Keywords: Keratoconjunctivitis, microsporidia, non-resolving, persistence, recurrent, subepithelial infiltrates, superficial punctate keratitis, tacrolimus
Microsporidial infection of cornea manifests predominantly in two forms, more common epithelial keratoconjunctivitis (MKC), and less common stromal keratitis (MSK).[1,2] MKC presents as multifocal superficial raised, coarse, punctate corneal lesion that resolves with nummular scarring resembling adenoviral keratoconjunctivitis.[3] It occurs in both immunocompetent and immunocompromised individuals. It is commonly unilateral, seen mostly in middle-aged males, with or without predisposing factors or seasonal variation.[1] It is confirmed by detection of round to oval spores by routinely used stains such as 10% potassium hydroxide, 0.1% calcofluor white (KOH+CFW), Gram's stain, Kinyoun's, and Giemsa stain under light microscopy.[4] Various antibacterials, antifungals, and anti-parasitic drugs have been used previously with inconsistent results.[1,2] It is believed to be self-limiting among healthy individuals, usually resolves in less than 3 weeks and rarely leads to visually significant scarring or recurrence.[5,6,7] MSK, on the other hand, is long standing, presents with ill defined, often microbiologically negative lesion, and is less amenable to medical therapy.[8]

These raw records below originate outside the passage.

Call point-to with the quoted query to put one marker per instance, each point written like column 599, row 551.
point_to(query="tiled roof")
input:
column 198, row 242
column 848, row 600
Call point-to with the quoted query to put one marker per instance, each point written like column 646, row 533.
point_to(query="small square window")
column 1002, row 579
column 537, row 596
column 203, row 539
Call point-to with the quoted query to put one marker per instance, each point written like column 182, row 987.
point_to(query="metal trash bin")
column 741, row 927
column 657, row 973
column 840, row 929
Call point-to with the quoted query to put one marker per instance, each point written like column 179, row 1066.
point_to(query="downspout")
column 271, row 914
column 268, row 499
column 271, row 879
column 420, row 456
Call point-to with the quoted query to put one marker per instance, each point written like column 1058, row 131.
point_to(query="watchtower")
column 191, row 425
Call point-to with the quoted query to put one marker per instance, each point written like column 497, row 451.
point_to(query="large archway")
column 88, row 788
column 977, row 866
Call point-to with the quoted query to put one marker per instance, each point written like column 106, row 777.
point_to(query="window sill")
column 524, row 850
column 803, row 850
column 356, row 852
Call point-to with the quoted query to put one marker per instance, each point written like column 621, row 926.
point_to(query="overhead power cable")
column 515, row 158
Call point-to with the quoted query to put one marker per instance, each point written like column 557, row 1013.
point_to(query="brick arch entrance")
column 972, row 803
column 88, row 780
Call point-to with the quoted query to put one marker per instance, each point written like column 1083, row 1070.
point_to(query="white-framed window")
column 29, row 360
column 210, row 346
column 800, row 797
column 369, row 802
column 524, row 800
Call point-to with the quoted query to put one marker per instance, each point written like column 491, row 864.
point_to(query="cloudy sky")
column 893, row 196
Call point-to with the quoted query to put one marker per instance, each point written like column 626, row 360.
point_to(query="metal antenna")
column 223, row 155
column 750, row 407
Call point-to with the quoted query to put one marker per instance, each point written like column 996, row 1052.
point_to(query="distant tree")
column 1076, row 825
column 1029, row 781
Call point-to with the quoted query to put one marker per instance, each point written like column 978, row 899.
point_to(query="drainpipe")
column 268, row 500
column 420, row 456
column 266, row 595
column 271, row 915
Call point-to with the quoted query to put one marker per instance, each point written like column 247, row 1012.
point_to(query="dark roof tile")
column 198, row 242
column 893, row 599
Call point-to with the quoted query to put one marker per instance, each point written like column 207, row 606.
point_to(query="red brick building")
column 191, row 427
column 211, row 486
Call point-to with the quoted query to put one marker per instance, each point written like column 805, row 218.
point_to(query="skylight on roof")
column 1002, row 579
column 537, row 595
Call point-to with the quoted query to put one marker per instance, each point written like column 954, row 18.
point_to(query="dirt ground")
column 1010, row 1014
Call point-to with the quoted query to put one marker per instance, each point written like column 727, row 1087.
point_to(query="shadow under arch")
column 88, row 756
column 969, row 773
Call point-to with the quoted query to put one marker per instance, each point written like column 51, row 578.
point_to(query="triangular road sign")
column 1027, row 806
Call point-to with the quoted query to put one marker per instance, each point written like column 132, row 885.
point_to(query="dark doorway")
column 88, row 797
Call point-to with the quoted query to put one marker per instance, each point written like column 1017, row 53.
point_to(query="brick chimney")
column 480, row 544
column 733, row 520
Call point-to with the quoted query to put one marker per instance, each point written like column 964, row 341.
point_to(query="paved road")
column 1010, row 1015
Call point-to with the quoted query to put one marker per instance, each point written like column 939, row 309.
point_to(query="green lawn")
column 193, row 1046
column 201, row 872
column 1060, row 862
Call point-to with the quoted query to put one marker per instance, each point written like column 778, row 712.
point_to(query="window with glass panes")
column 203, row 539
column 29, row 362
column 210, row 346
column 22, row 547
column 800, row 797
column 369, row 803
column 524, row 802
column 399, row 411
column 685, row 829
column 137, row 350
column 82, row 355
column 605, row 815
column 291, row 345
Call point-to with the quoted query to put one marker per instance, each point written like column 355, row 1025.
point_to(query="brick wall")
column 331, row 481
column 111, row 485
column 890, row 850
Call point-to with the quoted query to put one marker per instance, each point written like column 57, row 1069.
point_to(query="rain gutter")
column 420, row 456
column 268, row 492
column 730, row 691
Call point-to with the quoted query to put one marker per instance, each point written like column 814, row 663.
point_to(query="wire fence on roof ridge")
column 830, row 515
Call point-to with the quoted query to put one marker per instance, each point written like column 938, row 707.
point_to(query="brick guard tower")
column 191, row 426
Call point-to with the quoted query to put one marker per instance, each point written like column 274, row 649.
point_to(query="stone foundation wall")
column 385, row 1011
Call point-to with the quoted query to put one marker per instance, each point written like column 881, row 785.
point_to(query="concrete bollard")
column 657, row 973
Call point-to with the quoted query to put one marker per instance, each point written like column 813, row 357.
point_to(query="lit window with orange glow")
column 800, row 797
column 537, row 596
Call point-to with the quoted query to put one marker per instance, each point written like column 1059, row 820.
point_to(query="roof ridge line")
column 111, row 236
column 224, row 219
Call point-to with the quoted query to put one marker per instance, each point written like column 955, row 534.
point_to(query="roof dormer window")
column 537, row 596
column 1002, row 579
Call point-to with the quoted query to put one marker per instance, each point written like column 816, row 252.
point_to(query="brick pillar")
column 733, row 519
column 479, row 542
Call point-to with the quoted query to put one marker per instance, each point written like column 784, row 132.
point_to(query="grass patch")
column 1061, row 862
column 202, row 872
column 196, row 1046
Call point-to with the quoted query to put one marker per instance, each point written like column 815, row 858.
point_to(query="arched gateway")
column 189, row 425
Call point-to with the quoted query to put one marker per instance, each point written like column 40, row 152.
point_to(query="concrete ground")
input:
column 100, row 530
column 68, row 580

But all cases of MKC do not necessarily follow this natural history and can present as persistent conjunctivitis, punctate or nummular keratitis, uveitis, or recurrence.[3,9,10,11] This communication describes 16 such patients where the disease course was either prolonged or the disease recurred.
Methods
Electronic medical records of all clinically diagnosed and microbiologically proven cases of MKC over 5 years (January 2015–December 2019) were retrieved after obtaining approval of the Institutional Review Board. The search terms were ‘microsporidia’, ‘keratitis’, ‘conjunctivitis’, and ‘Microsporidial keratoconjunctivitis’. Detection of microsporidial spores in KOH+CFW and/or Gram stain was considered to be confirmatory of diagnosis in all cases. MKCs usually resolves in 3 weeks of time[7]; hence, we decided twice of this period, that is, 6 weeks, for the patient search. Demographic profile, clinical features pertinent to persistence of disease, treatment, and visual acuity of all patients were collected and analyzed. Individuals with any other ocular morbidities attributed to vision impairment were excluded. Our data also included the past treatment data of the people referred to us.

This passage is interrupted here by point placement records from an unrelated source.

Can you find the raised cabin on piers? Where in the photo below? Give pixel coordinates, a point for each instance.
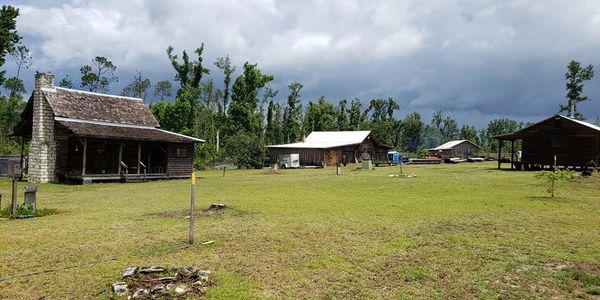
(330, 148)
(574, 144)
(458, 148)
(78, 136)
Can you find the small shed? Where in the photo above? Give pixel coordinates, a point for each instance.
(575, 143)
(458, 148)
(330, 148)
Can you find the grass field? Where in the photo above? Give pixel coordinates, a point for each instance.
(454, 231)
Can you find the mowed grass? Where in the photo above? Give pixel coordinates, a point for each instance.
(454, 231)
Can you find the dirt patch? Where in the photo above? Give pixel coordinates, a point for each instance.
(214, 209)
(161, 283)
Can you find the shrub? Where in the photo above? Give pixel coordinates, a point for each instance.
(245, 150)
(554, 178)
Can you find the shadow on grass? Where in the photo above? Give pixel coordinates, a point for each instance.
(201, 213)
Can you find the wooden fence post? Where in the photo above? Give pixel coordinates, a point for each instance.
(192, 209)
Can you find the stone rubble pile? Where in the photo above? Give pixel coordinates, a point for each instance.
(161, 283)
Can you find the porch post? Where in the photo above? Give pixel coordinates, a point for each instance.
(120, 156)
(22, 160)
(499, 152)
(139, 156)
(512, 154)
(84, 156)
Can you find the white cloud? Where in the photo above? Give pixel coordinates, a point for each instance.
(483, 56)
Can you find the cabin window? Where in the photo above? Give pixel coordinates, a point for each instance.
(181, 152)
(558, 141)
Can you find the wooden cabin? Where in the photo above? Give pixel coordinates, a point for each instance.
(459, 148)
(84, 137)
(330, 148)
(575, 143)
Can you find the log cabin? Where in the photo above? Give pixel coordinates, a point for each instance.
(78, 136)
(574, 143)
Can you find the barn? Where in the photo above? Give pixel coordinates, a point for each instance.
(79, 136)
(574, 143)
(459, 148)
(330, 148)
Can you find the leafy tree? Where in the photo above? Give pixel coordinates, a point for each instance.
(162, 89)
(15, 87)
(98, 76)
(224, 64)
(382, 122)
(274, 129)
(432, 136)
(483, 136)
(498, 127)
(66, 82)
(412, 131)
(244, 101)
(437, 119)
(292, 117)
(320, 116)
(245, 150)
(10, 115)
(8, 34)
(576, 76)
(469, 133)
(22, 58)
(188, 73)
(138, 88)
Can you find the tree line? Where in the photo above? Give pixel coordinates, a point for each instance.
(242, 114)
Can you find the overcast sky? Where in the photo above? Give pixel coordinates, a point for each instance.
(474, 60)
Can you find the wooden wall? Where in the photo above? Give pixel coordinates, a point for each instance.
(331, 156)
(179, 164)
(572, 143)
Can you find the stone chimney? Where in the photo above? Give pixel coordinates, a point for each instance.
(42, 149)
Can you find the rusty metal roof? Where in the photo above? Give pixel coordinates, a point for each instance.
(75, 104)
(105, 130)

Comprehensive ophthalmic examination included record of presenting and corrected Snellen visual acuity, chart placed at 4 meters; slit-lamp biomicroscopy, Goldmann applanation tonometry when possible (biprism sterlized with 70% isopropyl alcohol swab), and ophthalmoscopy. Conjunctival congestion (CC) was graded as mild to severe (Grade 0-3) as per the Ocular Allergology Society (Japan).[12] On slit-lamp examination of cornea, the superficial punctate keratitis (SPKs) was characterized by white, coarse, multifocal, raised epithelial lesion with or without fluorescein staining. Resolution of SPKs was usually accompanied by the appearance of sub-epithelial infiltrate (SEIs) that appeared as areas of focal cellular infiltrates in superficial stroma with or without localized stromal edema.
We defined ‘persistence’ of disease as non-resolving corneal lesions (SPKs/SEIs) or uveitis beyond 3 weeks from the day of appearance and ‘recurrence’ as reappearance of corneal lesions (SPKs/SEIs) after initial complete resolution. There was ‘disease-free days’ for at least 4 weeks in between two episodes of active phase.

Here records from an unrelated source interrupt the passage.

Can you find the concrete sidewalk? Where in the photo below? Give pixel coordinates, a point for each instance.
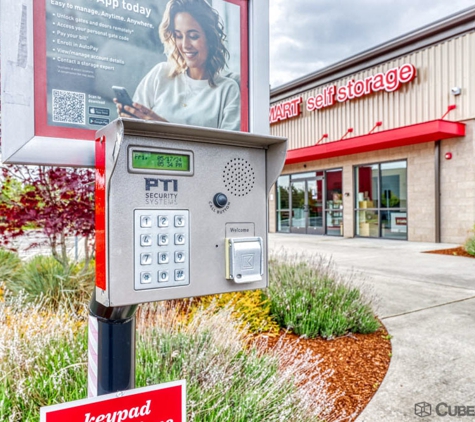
(427, 303)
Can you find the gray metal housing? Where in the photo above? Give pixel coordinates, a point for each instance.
(244, 216)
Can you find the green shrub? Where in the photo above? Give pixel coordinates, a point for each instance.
(470, 244)
(310, 299)
(44, 279)
(43, 359)
(227, 379)
(10, 265)
(252, 308)
(44, 362)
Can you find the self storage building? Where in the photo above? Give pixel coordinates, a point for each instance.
(382, 144)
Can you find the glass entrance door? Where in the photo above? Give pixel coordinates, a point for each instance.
(307, 207)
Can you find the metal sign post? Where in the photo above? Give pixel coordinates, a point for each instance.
(180, 212)
(111, 348)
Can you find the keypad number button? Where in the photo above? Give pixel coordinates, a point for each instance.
(145, 278)
(145, 259)
(162, 276)
(145, 221)
(179, 275)
(180, 239)
(179, 257)
(163, 258)
(163, 239)
(145, 240)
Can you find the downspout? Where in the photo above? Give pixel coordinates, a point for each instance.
(437, 191)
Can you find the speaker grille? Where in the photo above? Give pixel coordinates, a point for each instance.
(239, 177)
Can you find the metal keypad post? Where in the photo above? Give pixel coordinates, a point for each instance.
(162, 248)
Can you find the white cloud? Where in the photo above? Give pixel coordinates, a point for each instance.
(306, 35)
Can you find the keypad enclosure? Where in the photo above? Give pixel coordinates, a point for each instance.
(216, 155)
(162, 248)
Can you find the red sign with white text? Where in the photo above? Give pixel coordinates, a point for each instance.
(389, 81)
(160, 403)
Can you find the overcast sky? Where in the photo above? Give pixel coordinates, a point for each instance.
(307, 35)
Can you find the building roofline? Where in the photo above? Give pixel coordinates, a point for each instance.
(440, 30)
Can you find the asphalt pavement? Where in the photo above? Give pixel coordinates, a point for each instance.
(427, 303)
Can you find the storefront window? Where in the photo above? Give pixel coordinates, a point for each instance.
(310, 203)
(334, 202)
(381, 200)
(283, 203)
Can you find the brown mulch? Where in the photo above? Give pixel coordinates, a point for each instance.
(359, 363)
(459, 251)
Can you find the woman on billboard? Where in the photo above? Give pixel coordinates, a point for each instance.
(188, 88)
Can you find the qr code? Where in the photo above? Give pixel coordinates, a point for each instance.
(69, 107)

Corneal scraping smears in all cases were examined under light microscope after staining with 0.1% CFW + 10% KOH and Gram stain; aerobic culture was performed on blood agar plates and incubated at 37°C for 2 weeks and examined daily to rule out any significant microbial growth.[4] Rescraping was done in cases of persistent SPKs at 2 weeks. In view of atypical clinical presentations and course, additional investigations were done to rule out the common differentials. Conventional Polymerase Chain Reaction (PCR) test was done for adenovirus in eight patients, HSV and microsporidia in one patient each, as per standard protocols.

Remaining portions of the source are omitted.